What if I could program eBPF in pure Go? I want to use eBPF and lots of current tooling exist, but I like Go. I don’t want to use clang to create the ELF binary that then gets loaded into the Linux kernel. I want to use Go to create that ELF file. The heavy lifting of loading and inspecting can be done via bpftool (although I’m aware that Go programs exist that do this), but bpftool looks like the standard way of interacting with the kernel’s eBPF subsystem.

Show how would the Go source look like?

An eBPF hello world, looks like this:

/* SPDX-License-Identifier: (LGPL-2.1 OR BSD-2-Clause) */
#define BPF_NO_GLOBAL_DATA
#include <linux/bpf.h>
#include <bpf/bpf_helpers.h>
#include <bpf/bpf_tracing.h>

typedef unsigned int u32;
typedef int pid_t;
const pid_t pid_filter = 0;

char LICENSE[] SEC("license") = "Dual BSD/GPL";

SEC("tp/syscalls/sys_enter_write")
int handle_tp(void *ctx)
{
 pid_t pid = bpf_get_current_pid_tgid() >> 32;
 if (pid_filter && pid != pid_filter)
  return 0;
 bpf_printk("BPF triggered sys_enter_write from PID %d.\n", pid);
 return 0;
}

I envision that would be something like this in Go:

import "github.com/miekg/ebpf"

func Syscalls_SysEnterWrite(ctx ebpf.Context) int {
    pid := ebpf.GetCurrentPidTgid() >> 32
    if pid != 0 {
        epbf.Printk("BPF triggered sys_enter_write from PID %d.\n", pid)
    }
    return 0
}

How?

After much reading and pondering I have some sort of a plan.

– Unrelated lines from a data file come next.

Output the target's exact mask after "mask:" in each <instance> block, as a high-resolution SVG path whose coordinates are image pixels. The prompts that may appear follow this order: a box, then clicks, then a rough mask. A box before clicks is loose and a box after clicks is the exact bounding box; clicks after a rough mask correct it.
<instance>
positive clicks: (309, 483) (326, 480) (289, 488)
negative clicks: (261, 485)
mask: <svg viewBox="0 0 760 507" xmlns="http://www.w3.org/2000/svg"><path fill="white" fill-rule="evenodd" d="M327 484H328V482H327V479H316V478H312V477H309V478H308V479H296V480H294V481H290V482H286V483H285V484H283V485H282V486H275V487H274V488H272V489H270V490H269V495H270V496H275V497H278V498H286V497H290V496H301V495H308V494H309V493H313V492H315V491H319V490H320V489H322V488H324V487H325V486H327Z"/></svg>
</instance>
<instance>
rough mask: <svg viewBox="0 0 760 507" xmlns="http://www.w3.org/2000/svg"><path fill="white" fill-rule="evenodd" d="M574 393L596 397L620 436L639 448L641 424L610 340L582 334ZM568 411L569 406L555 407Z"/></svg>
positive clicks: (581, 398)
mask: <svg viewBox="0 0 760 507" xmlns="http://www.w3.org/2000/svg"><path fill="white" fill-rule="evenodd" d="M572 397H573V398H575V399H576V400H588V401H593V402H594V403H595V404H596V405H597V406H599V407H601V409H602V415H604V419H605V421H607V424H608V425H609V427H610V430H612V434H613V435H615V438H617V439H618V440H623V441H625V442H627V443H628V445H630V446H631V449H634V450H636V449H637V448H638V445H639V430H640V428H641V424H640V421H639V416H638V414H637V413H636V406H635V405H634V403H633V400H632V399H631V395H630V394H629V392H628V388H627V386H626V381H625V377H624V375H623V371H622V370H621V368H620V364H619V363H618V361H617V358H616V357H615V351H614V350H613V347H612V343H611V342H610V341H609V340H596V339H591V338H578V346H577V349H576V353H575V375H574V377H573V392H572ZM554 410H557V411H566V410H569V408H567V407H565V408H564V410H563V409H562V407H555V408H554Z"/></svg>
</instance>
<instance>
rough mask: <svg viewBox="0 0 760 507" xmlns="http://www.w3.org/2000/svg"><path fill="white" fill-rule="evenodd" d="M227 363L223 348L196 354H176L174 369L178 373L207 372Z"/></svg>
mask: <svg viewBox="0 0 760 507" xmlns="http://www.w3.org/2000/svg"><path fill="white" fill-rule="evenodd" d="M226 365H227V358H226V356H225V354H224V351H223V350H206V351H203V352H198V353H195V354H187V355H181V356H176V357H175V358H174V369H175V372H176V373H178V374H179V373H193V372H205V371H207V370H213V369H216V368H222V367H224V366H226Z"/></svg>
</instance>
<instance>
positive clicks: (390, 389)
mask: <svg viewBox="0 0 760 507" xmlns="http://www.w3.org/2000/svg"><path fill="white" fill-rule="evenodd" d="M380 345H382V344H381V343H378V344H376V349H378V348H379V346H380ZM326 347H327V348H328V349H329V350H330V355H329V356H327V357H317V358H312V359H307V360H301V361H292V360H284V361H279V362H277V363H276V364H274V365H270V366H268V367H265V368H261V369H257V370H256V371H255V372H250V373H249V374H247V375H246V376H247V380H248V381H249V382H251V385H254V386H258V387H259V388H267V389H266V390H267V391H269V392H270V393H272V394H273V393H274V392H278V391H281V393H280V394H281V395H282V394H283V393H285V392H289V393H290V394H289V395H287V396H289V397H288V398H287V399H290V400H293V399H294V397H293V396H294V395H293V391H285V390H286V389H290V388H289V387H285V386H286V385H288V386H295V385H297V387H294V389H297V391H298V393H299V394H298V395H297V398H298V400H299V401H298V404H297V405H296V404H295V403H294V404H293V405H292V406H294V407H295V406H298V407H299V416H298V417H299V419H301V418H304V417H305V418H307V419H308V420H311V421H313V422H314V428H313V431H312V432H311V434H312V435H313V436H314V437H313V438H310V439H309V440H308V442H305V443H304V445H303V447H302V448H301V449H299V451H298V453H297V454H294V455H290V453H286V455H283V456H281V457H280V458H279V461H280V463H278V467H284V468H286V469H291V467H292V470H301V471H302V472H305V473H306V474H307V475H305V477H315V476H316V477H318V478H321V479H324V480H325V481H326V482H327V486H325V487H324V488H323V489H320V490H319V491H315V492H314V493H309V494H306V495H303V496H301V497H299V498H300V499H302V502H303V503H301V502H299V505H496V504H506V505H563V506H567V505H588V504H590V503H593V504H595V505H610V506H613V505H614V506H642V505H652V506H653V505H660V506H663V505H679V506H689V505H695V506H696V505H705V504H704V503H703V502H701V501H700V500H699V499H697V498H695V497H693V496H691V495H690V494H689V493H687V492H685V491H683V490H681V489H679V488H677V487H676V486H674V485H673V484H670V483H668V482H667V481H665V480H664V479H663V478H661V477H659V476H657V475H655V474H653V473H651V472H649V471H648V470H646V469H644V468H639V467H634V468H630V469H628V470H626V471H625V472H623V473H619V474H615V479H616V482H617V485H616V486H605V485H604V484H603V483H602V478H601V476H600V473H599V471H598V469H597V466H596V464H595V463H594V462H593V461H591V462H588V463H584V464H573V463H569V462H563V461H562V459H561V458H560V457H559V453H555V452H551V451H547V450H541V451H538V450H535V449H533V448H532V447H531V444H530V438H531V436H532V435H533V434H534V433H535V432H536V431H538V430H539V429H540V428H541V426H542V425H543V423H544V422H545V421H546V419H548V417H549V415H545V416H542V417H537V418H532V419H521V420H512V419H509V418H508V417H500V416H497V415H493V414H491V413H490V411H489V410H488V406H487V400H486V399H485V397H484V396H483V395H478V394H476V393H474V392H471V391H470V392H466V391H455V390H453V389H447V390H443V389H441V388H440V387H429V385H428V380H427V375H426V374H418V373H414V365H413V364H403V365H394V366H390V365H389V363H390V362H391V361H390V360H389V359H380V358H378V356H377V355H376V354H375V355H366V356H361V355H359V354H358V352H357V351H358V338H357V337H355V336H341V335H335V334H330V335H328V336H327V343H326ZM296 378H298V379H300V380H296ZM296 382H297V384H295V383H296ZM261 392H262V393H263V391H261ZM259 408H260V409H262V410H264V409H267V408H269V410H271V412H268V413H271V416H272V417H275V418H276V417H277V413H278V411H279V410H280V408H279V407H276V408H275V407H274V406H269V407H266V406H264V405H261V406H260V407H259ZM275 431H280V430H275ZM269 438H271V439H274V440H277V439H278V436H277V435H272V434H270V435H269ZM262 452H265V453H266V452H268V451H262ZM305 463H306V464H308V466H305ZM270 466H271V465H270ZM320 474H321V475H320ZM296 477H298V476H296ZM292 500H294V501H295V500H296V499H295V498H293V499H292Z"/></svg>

Never done a compiler, but this “just” needs a compiler to take the Go code and create an eBPF ELF file. However I read things like relocating “stuff” and I have no idea if that is something I also need to do, or that just outputting the correct bits in the ELF file is enough?

I plan to take the above Go code and try to hack that into a ELF file that can be loaded in kernel by eBPF. And see how that goes. Note that the above bpf_get_current_pid_tgid() is a eBPF helper function; I need to figure out how I create Go (stub?) code for those too.

As the eBPF byte is really simple (thankfully) this should all be doable. But doing the fancy optimizations and having intermidiate code, etc., etc. is probably above my pay grade (but we can learn! :) ).

So, in the near future I’m going to see how I (manually?) can turn the above into the correct stream of bytes and then figure out how to do the rest.